Portanto, por mais que tenhamos rampas, calçadas adequadas, balcões mais baixos, banheiros adaptados, elevadores acessíveis nossas vidas vão continuar frágeis se o preconceito que se desnuda sem freios não for combatido. A pior barreira é a discriminação que está nas entrelinhas de um texto ou em vozes que repercutem o dito sem contestar. E assim segregam quem não corresponde ao padrão de normalidade instituído. Segregação que está em comentários grotescos de comunicadores de programas de TV e em piadas vulgares que circulam nas redes sociais. O que me cabe neste contexto é pedir respeito, sem medo da minha diferença e das dificuldades que vêm com ela. Até porque “piadinhas ingênuas e sem maldade” também machucam.
E volto a cantar com Caetano Veloso, “Cada um sabe a dor e a delícia de ser o que é” porque “de perto ninguém é normal”. O caminho é longo, às vezes muito espinhoso, mas estou na estrada. Sempre estive.

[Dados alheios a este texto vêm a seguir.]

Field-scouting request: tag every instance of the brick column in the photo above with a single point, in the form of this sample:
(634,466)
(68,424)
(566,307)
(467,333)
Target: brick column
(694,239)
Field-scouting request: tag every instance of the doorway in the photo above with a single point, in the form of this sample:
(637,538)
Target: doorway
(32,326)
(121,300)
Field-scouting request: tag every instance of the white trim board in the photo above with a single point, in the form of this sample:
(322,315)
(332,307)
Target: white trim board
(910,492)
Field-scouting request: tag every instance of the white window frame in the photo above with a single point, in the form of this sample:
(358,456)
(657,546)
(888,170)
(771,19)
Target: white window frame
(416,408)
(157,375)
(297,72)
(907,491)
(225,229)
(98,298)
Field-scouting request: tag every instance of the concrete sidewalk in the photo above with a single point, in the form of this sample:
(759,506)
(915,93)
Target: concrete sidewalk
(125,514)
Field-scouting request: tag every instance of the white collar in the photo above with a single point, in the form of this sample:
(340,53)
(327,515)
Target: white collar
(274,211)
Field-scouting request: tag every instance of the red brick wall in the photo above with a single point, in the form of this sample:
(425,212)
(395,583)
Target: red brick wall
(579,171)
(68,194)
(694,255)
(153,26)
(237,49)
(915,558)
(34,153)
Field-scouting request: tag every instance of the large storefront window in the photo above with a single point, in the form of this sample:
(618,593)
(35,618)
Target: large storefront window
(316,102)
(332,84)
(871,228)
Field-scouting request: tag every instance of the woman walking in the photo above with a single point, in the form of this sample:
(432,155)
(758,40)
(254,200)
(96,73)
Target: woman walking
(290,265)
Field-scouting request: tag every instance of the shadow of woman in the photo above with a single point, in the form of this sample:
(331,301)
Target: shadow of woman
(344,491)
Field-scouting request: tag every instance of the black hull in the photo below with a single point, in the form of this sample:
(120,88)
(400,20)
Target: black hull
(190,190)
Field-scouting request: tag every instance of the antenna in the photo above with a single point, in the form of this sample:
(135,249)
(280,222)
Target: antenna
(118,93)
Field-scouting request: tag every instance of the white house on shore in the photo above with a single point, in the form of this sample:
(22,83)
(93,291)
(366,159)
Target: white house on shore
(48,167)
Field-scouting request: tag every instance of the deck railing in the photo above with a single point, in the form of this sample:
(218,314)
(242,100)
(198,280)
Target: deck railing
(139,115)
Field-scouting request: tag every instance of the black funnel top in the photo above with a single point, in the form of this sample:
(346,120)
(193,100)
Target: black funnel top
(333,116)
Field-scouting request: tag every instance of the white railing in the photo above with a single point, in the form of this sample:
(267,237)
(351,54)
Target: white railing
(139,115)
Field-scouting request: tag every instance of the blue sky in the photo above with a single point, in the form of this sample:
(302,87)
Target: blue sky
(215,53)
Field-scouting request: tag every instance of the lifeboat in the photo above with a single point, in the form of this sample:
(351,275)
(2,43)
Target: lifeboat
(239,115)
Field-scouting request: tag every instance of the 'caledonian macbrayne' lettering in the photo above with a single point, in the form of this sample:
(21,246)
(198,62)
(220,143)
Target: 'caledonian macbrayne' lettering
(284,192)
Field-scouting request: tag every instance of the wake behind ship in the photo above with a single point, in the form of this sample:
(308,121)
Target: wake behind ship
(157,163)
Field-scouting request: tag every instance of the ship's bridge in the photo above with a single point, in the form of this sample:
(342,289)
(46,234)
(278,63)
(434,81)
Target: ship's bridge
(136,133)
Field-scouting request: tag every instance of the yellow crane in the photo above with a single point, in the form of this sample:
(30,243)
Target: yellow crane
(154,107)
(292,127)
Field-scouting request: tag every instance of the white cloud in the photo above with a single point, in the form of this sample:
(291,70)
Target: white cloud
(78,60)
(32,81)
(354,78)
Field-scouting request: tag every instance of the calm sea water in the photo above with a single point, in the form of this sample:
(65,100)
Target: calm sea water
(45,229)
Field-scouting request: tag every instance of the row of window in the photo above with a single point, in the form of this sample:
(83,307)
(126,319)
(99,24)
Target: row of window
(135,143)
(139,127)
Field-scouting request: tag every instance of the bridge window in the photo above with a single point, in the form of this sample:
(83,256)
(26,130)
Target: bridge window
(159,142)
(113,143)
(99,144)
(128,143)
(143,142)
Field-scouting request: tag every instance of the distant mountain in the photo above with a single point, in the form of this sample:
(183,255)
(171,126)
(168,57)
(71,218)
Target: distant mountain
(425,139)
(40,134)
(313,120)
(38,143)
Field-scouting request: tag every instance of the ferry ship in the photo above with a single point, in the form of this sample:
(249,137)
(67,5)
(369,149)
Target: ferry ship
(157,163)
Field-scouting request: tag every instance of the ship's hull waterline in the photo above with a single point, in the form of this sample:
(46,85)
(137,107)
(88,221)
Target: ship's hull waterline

“O corpo da moça não coube na roleta da lotação / que foi feita somente para os corpos magros / Todos olharam a cena indiscretamente / Vi risos sendo engolidos / Vi a moça se entristecendo, sem saber o que fazer /Vi o cobrador e o motorista com olhos de Capitu / Até que uma senhorinha que estava no banco reservado / resolveu intrometer e fazer o que ninguém de nós teve coragem / foi até a roleta, pagou a viagem da moça / e com o dedo indicou pra ela se sentar no banco preferencial / A viagem seguiu como se nada tivesse acontecido / Eu segui com o desejo de abraçar a moça e a senhorinha / Ainda seguro forte na mão das duas / É muito violento não caber nas caixinhas bonitinhas / que a sociedade tenta colocar todo mundo /Quem não cabe nessas caixinhas parece não fazer parte desse mundo cão.”